Turning the pan juices into delicious gravy is a snap. Be sure to have some crusty bread or rolls to go along with this meal.
I promise you will make this over and over again, because it is so easy and the leftovers can be made into something else for another night.
See my “Cook’s Notes” for variations and other suggestions at the bottom of the page.
Serves 6-8 people
Ingredients:
- 1 (5-7 lbs) oven stuffer roaster chicken
- 1 package Lipton dried Onion Mushroom soup mix, or flavor of your choice
- 1 large onion, sliced
- 2 cups of baby carrots or ½ of a small bag
- 5 or more garlic cloves
- 2 tablespoons olive oil
- Salt and black pepper
- 2 tablespoon flour
- 2 tablespoons butter (optional)
- 1 teaspoon of gravy master (optional)
Directions:
Place the carrots, garlic and the onion slices in the bottom of the crock pot. Sprinkle with salt and pepper. Cut the other half of the onion in half again so it can be placed inside the bird.

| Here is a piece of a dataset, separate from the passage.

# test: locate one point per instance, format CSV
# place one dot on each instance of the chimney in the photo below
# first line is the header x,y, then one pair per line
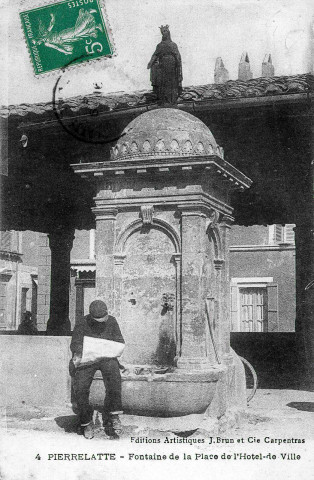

Rinse the chicken and discard the giblet bag. Pat dry and add the onion to the cavity. Place the whole chicken in the crock-pot on top of the veggies.
Sprinkle the entire top of the bird with a good amount of salt and pepper then the dried soup. Drizzle the bird with about 2 tablespoons of olive oil. Cover and cook on low for about 5-6 hours or on high for about 3 or 4 hours.
Once the bird is cooked you can carefully remove it by using a carving fork at the neck end and a spoon in the cavity at the other end. The bird will be very tender so go easy when removing it. Transfer to a cutting board and allow the bird to cool for at least 15 minutes before carving.
While the bird is resting, remove the carrots and onions from the bottom of the slow cooker and the cavity of the bird. Place in a bowl to serve along side of the chicken and set aside.
For the gravy:
With a soup ladle, skim off any excess fat off of the top of the juice in the crock pot. Add remaining juices to a small saucepan and place on the stove top on medium heat. Whisk in 2 tablespoons of flour and bring the sauce to a low simmer until the sauce thickens. I sometimes use a teaspoon of gravy master to give the gravy more color and flavor and a tablespoon or two of butter at the end too, but you don’t have to. Taste and season with salt and pepper. Serve along side of the carved chicken.
Cook’s Notes:
You can easily vary this recipe and add some celery, leeks, or fresh herbs. As always don’t be afraid to get creative. If you don’t have any soup mix you can just sprinkle the bird with a few different seasonings you have in your pantry like, onion powder, garlic powder, poultry seasoning, rosemary, thyme. Cooking is not like baking where everything has to be measured so closely. It’s more of an art and less of a science, so give it a try.